Plus concluante encore est la preuve apportée de la présence de
protéines ingérées par la mère dans le lait qu'elle
donne à son enfant. Des quantités mesurables (5-800 µg/l)
de b-lactoglobuline ont été mises en évidence par dosage
radio-immunologique dans le lait de 19/25 mères suédoises étudiées
au cours de la lactation et dans 40 p. 100 (93/232) des échantillons
étudiés. Les concentrations de b-lactoglobuline variaient énormément
d'une mère à l'autre (5-800 µg/l) et d'un échantillon
à l'autre chez une même mère (13-800 µg/l). Aucune
corrélation entre les quantités de lait bues par les mères
et les concentrations de b-lactoglobuline dans leur lait n'a été
retrouvée. Par contre, la présence de symptômes susceptibles
de témoigner d'allergie (diarrhée, vomissements, coliques, exanthèmes)

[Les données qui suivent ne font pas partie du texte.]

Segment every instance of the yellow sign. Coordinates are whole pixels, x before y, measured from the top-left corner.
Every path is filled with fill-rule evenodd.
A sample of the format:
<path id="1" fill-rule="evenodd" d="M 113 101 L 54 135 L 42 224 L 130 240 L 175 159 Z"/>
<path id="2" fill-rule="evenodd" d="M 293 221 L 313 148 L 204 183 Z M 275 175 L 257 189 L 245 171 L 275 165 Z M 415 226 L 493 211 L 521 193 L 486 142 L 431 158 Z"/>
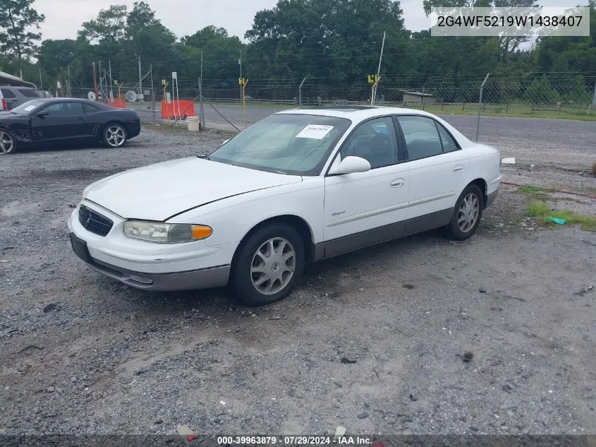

était significativement corrélée (p<0,05) à la
concentration de b-lactoglobuline dans le lait maternel (11). Des résultats
identiques ont été rapportés chez 20 mères dont
10 étaient allergiques : la b-lactoglobuline (0,9-150 µg/l mesurée
par méthode ELISA) était présente chez toutes les mères
sauf une (atopique) sans qu'une relation entre la nature du lait ingéré
par la mère (homogénéisé ou non) et les quantités
de b-lactoglobuline dans le lait maternel puisse être mise en évidence.
La concentration la plus élevée de b-lactoglobuline était
retrouvée 4 à 8 h ou 16 à 24 h après l'ingestion
du lait. De considérables variations de concentration d'un échantillon
à l'autre et d'une mère à l'autre étaient aussi
notées (1).
L'ovalbumine et l'ovomucoïde ont également été retrouvées
en quantités mesurables (0,1-6,4 µg/l) par méthode radio-immunologique
chez 13 mères sur 22 et 7 sur 9 respectivement (12). Récemment
la présence d'IgG bovines a pu aussi être mise en évidence
dans le lait de 88 femmes sur 97 étudiées, à des concentrations
cependant notablement supérieures (0,1-5 mg/l) à celles des antigènes
mesurés jusqu'ici, en fait du même ordre de grandeur que les concentrations
d'IgG dans les laits industriels (0,6-6,4 mg/l). De plus, la médiane
des concentrations d'IgG bovines était plus élevée (0,42
mg/l) chez les mères d'enfants souffrant de coliques que chez les mères
d'enfants sains (0,32 mg/l) (13).
Enfin, après l'ingestion de 20 g de gluten, des concentrations significatives
de la gliadine ont été détectées (5-95 µg/l)
dans 54/80 échantillons de laits prélevés chez 53 femmes,
la concentration maximale étant notée 2 à 4 heures après
la prise (14).
Des manifestations d'allergie
alimentaire ont également été rapportées chez des
enfants nourris au sein en rapport avec des protéines présentes
dans l'alimentation de la mère telles que le poisson, le chocolat, le
porc, la pomme, le soja et la banane (15, 16).
CONCLUSIONS
:
Il est certain que le nourrisson
allaité entre en contact dès les premiers jours de sa vie avec
de petites quantités d'antigènes alimentaires présentes
dans le lait maternel. Certains travaux laissent penser que ces très
faibles quantités pourraient être particulièrement pathogènes.
A l'inverse des études menées chez le lapin montrent que le lapereau
devient spécifiquement tolérant aux protéines contenues
dans l'alimentation de sa mère (17, 18).
Plus tôt, pendant la vie intra-utérine, les mêmes types de
modulation de la réponse allergique semblent pouvoir agir. En fait, la
mère pourrait, en fonction du patrimoine génétique de l'enfant
(risque atopique ou pas), en fonction de la quantité d'antigène
transmise à l'enfant, en fonction de l'âge du bébé
(ftus, nouveau-né, nourrisson), en fonction de facteurs environnementaux,
avoir un rôle protecteur en induisant une tolérance ou au contraire
un rôle favorisant déclenchant une sensibilisation (19).